Realmente, por razões várias que não cabem neste espaço, o Grupo Pagani é um dos 20.000(vinte mil!) beneficiários da lei do Refis municipal. Porém, ao contrário do que declarou o nobre vereador Marcelo Borges, o Grupo Pagani está rigorosamente em dia com seus pagamentos contratados com a Prefeitura Municipal de Bauru. O Grupo Pagani entende que o projeto de lei “Refis 2” é assunto de total iniciativa do Poder Público bauruense, no qual, por sua conduta totalmente empresarial e a-política, não poderia ter nenhuma ingerência.

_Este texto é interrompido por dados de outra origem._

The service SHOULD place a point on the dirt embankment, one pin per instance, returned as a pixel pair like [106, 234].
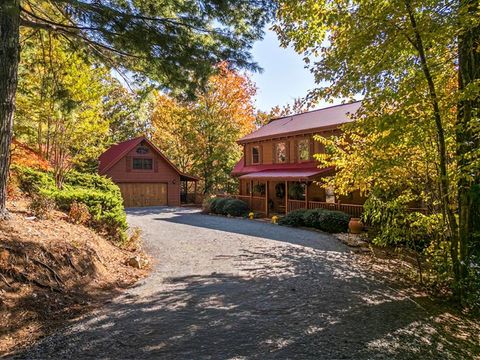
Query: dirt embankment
[52, 271]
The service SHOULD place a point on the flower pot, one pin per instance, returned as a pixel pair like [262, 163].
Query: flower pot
[355, 226]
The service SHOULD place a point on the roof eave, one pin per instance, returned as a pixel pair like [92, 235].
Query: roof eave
[291, 133]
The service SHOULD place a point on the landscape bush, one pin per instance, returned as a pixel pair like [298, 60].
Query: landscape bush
[99, 195]
[218, 206]
[392, 223]
[79, 213]
[41, 206]
[228, 206]
[294, 218]
[322, 219]
[207, 204]
[235, 207]
[106, 209]
[32, 181]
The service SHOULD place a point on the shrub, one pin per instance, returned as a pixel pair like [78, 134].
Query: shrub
[393, 224]
[312, 217]
[41, 206]
[207, 204]
[218, 206]
[134, 239]
[294, 218]
[79, 213]
[82, 193]
[91, 181]
[322, 219]
[235, 207]
[32, 181]
[107, 210]
[333, 221]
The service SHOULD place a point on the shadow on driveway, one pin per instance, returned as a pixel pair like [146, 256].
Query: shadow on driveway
[279, 311]
[285, 302]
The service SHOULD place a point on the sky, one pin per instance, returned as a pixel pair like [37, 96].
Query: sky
[284, 76]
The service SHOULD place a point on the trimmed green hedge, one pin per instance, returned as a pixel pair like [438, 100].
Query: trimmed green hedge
[294, 218]
[235, 207]
[228, 206]
[322, 219]
[98, 193]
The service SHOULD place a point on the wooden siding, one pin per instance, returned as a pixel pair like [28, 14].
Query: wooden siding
[144, 194]
[266, 148]
[162, 172]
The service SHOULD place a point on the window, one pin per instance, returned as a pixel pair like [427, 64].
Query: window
[280, 152]
[142, 164]
[330, 195]
[142, 150]
[303, 150]
[255, 155]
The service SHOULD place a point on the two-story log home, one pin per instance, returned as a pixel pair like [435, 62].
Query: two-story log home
[278, 172]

É possível que o nobre vereador tenha que explicar-se a alguns de seus eleitores, que podem estar entre os 20 mil devedores e que também são beneficiários do Refis. Afinal, trata-se de Lei discutida e aprovada em plenário. Seu interesse pessoal de atingir o Sr. Prefeito Municipal parece turvar sua obrigação de favorecer tantos contribuintes, além de, melhorar a arrecadação municipal de Bauru.
O Grupo Pagani pretende somente continuar seu trabalho, proporcionando a seus milhares de clientes, atuais e futuros, o melhor que poderiam almejar para seus planos residenciais familiares”.